Memory: Zero-copy NumPy↔oneDAL, SYCL USM for GPU
Parallelism: Intel TBB threading, MPI distributed (SPMD), SIMD vectorization
Fallbacks: oneDAL → sklearn cascading fallback on unsupported operations
Speedups: 10-100X acceleration over sklearn (varies by algorithm and data characteristics)

Key Files for AI Agents

sklearnex/dispatcher.py: Patching system and algorithm dispatch
sklearnex/_device_offload.py: Device selection and offloading
onedal/__init__.py: Backend selection (DPC++/Host)
daal4py/__init__.py: Native API entry point
src/: C++/Cython core (distributed computing, memory management)

Installation

Quick Install (Users)

# Recommended: via conda
conda install -c conda-forge scikit-learn-intelex

# Or via pip
pip install scikit-learn-intelex

From Source (Contributors)

# 1. Install oneDAL and set DALROOT
export DALROOT=/path/to/onedal  # Required

# 2. Install dependencies
pip install -r dependencies-dev

# 3. Build in development mode
python setup.py develop

Environment Variables

DALROOT: Path to oneDAL (required for source builds)
MPIROOT: Path to MPI for distributed support
NO_DPC: Disable GPU support
NO_DIST: Disable distributed computing
NO_STREAM: Disable streaming mode

Testing Strategy

Core test suites cover legacy tests, native oneDAL (daal4py), sklearn compatibility (sklearnex), low-level backend (onedal), and global patching.

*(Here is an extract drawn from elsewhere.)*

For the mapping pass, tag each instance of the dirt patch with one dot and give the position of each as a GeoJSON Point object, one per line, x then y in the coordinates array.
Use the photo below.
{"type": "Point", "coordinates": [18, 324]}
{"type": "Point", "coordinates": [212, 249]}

MPI required for distributed (SPMD) testing.

Performance Expectations

Algorithm Support

oneDAL acceleration requires:

Supported dtypes: float32, float64
Contiguous memory layout preferred
Algorithm-specific parameter compatibility

GPU Support Status

Full GPU: DBSCAN, K-Means, PCA, KNeighbors
Limited GPU: LogisticRegression, SVM
CPU Only: Ridge, IncrementalPCA

Error Handling

Fallback chain: oneDAL → sklearn → error. Configurable via allow_sklearn_after_onedal setting.

Memory Requirements

oneDAL requires contiguous data for zero-copy operations. C-contiguous preferred over Fortran-contiguous.

GPU Hardware

Supported Intel GPUs: Integrated (UHD Graphics, Iris Xe), Discrete (Arc series), Datacenter (Flex) Requirements: SYCL/DPC++ support, Intel oneAPI toolkit, Unified Shared Memory (USM)

GPU Setup & Troubleshooting

Verify GPU availability:

python -c "import dpctl; print(dpctl.get_devices())"

Common GPU issues:

"No GPU device found" → Install Intel GPU drivers and intel-opencl-icd (Linux) or Intel Graphics drivers (Windows). For conda environments, also install intel-gpu-ocl-icd-system from Intel's conda channel.
ImportError: dpctl → Install GPU runtime: pip install dpctl dpnp
Fallback to CPU → Check verbose=True to see reason (unsupported param, sparse data, etc.)
Out of memory → Reduce data size or use target_offload="cpu"

Common Errors

Build/Setup:

"Not set DALROOT variable" → Export DALROOT pointing to oneDAL installation
"MPIROOT is not set" → For distributed mode, set MPIROOT or use NO_DIST=1

Runtime:

"oneDAL backend not available" → Algorithm/parameter not supported by oneDAL, fallback to sklearn
"Unsupported parameter" → Parameter value incompatible with oneDAL (check documentation)
"Sparse data not supported" → Convert to dense or use sklearn (except SVM, NaiveBayes support CSR)
MPI errors in SPMD → Call daal4py.daalinit() before distributed operations, daalfini() at end

Version Compatibility

For current supported versions, always check:

setup.py - Python version classifiers
requirements-test.txt - scikit-learn and runtime dependencies
dependencies-dev - Build dependencies

Version Support Policy

Python: Supports officially maintained Python versions. Support for newly released versions may be delayed; support for older versions may extend beyond EOL to accommodate user needs.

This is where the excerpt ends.